2. Alasan Pemberhentian
Selanjutnya, institusi dapat memberhentikan tenaga kependidikan dengan alasan yang sah. Beberapa alasan pemberhentian meliputi:
- Habis Masa Kontrak: Institusi mengakhiri hubungan kerja setelah masa kontrak berakhir.
- Kesalahan Berat: Institusi memberhentikan tenaga kependidikan jika terbukti melakukan pelanggaran hukum, melanggar aturan institusi, atau bertindak tidak etis.
- Efisiensi atau Restrukturisasi: Institusi menghentikan hubungan kerja karena alasan efisiensi atau reorganisasi akibat kesulitan ekonomi.
- Cuti Panjang tanpa Keterangan: Institusi dapat memberhentikan tenaga kependidikan yang absen tanpa izin dalam waktu tertentu.
- Permintaan Sendiri: Tenaga kependidikan yang mengajukan pengunduran diri secara resmi dapat diberhentikan.
- Usia Pensiun: Institusi memberhentikan tenaga kependidikan yang telah mencapai usia pensiun sesuai aturan yang berlaku.
3. Prosedur Pemberhentian
Setelah menentukan alasan pemberhentian, institusi harus mengikuti prosedur berikut untuk memastikan proses yang transparan dan adil:
- Memberikan Peringatan: Institusi memberikan peringatan secara bertahap, baik lisan maupun tertulis, jika pemberhentian disebabkan oleh pelanggaran.
- Melakukan Konsultasi: Sebelum mengambil keputusan, institusi melakukan konsultasi dengan tenaga kependidikan untuk memverifikasi bahwa keputusan sesuai aturan dan tidak melanggar hak.
- Mengeluarkan Surat Keputusan: Setelah menyelesaikan tahap konsultasi, institusi mengeluarkan surat resmi yang menjelaskan alasan pemberhentian serta tanggal efektifnya.
4. Hak-Hak yang Diterima
Setelah pemberhentian, tenaga kependidikan tetap berhak menerima beberapa hak. Institusi wajib:
- Membayar Uang Pesangon: Institusi memberikan pesangon jika tenaga kependidikan memenuhi syarat sesuai UU Ketenagakerjaan.
- Mengompensasi Cuti yang Belum Digunakan: Institusi mengganti cuti yang belum dimanfaatkan dalam bentuk uang atau kompensasi lain.
- Menyediakan Tunjangan Lainnya: Institusi memenuhi hak-hak tambahan sesuai kontrak kerja atau peraturan internal.
5. Perlindungan Hak Tenaga Kependidikan
Tenaga kependidikan juga memiliki hak perlindungan, terutama dalam menghadapi pemberhentian yang dirasa tidak adil.
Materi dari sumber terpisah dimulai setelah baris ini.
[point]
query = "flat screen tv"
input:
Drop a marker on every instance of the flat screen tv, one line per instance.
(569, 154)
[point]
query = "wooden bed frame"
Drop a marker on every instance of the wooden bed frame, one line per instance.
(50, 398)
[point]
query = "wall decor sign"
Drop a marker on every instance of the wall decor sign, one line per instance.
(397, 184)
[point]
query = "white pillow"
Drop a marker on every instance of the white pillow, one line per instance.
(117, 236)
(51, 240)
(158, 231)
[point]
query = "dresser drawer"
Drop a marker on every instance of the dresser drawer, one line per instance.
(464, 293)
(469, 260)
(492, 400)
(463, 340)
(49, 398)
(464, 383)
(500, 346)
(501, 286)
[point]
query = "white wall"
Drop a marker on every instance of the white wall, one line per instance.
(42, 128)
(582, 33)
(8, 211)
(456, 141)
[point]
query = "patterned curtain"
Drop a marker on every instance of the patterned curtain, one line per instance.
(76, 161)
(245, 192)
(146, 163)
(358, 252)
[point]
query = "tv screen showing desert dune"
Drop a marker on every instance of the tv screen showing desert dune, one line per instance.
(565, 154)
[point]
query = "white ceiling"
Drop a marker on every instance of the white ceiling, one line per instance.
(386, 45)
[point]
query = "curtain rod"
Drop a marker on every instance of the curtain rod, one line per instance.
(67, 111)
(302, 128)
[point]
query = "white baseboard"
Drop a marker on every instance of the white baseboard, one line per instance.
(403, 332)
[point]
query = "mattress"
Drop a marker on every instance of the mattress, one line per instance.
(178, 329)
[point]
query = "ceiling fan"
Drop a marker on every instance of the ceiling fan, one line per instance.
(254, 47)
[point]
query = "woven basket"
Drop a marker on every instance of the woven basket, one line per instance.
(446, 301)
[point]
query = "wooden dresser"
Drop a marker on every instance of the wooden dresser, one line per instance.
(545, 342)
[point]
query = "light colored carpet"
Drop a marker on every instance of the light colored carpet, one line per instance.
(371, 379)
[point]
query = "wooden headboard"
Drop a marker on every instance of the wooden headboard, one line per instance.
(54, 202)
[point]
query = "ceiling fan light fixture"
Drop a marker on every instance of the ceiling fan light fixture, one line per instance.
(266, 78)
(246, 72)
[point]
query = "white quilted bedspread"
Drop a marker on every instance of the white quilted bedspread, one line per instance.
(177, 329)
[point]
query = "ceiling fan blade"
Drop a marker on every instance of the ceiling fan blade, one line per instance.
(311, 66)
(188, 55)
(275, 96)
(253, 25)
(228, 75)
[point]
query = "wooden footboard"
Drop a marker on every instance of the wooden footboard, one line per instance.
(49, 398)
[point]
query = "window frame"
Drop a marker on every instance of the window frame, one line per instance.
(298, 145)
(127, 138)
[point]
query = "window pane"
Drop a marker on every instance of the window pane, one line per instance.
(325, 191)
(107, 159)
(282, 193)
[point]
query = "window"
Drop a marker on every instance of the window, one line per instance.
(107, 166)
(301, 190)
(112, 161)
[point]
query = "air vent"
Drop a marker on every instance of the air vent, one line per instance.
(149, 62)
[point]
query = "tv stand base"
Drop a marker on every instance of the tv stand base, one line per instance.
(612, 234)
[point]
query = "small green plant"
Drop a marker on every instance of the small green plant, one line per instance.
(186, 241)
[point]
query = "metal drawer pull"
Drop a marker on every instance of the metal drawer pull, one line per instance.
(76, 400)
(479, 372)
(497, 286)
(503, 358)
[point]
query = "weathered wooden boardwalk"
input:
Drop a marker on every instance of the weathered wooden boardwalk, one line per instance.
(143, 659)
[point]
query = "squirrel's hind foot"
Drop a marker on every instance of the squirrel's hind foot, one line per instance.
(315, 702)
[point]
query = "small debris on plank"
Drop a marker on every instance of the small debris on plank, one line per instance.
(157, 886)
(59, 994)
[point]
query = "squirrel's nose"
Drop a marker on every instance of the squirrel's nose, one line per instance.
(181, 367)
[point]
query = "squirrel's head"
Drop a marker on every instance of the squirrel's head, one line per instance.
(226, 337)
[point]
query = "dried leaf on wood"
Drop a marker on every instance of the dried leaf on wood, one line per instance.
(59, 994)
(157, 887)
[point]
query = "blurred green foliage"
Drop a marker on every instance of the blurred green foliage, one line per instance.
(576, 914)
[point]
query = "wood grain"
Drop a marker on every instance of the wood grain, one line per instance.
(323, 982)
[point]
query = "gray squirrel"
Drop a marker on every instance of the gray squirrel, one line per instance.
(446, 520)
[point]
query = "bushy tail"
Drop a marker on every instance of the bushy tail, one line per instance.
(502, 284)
Institusi harus memastikan:
- Kesempatan Mengajukan Keberatan: Tenaga kependidikan dapat menyampaikan keberatan kepada institusi, Dinas Tenaga Kerja, atau menggunakan mekanisme penyelesaian perselisihan hubungan industrial.
- Pemberian Kompensasi: Jika institusi memberhentikan tenaga kependidikan tanpa alasan yang sah, tenaga kependidikan berhak menerima kompensasi yang setara.
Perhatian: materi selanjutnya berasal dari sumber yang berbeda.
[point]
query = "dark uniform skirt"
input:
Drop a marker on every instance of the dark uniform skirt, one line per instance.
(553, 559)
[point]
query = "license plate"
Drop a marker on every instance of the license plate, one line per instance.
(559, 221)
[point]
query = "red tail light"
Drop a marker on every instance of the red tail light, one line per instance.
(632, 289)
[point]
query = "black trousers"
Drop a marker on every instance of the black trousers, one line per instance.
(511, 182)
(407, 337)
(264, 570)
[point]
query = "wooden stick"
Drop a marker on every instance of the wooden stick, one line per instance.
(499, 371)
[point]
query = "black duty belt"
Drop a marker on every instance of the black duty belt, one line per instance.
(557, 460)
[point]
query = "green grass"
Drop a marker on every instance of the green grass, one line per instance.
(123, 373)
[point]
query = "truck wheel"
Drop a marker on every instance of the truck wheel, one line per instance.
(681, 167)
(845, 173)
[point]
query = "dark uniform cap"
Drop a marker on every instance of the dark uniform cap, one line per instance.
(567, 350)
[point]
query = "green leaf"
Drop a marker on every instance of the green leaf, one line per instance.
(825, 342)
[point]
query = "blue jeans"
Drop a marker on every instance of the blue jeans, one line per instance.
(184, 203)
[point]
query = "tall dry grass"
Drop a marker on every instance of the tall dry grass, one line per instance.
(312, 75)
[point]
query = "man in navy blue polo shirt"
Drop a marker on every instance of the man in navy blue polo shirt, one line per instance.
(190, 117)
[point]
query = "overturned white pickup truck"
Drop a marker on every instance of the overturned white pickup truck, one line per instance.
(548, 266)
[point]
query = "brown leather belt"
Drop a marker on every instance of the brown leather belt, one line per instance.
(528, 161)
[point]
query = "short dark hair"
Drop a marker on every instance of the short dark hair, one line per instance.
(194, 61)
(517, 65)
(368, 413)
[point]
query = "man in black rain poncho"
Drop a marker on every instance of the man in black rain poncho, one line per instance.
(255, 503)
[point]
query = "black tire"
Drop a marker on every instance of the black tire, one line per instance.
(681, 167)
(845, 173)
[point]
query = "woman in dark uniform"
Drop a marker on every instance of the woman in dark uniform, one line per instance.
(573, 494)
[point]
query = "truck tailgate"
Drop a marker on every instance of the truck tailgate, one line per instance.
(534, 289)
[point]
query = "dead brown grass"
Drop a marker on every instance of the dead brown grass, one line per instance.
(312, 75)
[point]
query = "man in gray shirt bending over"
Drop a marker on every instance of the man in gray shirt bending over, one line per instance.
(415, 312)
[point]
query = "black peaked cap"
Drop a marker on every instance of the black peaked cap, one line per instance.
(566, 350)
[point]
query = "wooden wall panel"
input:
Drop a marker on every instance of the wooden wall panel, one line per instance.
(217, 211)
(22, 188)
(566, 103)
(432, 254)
6. Ketentuan Khusus untuk Pegawai Negeri Sipil (PNS)
Terakhir, bagi tenaga kependidikan berstatus PNS, institusi wajib mematuhi aturan berikut:
- Undang-Undang No. 5 Tahun 2014 tentang Aparatur Sipil Negara (ASN).
- Peraturan Pemerintah No. 11 Tahun 2017 tentang Manajemen PNS.
Institusi harus memproses pemberhentian PNS secara formal, termasuk berkonsultasi dengan Badan Kepegawaian Negara (BKN) sebelum keputusan final dibuat.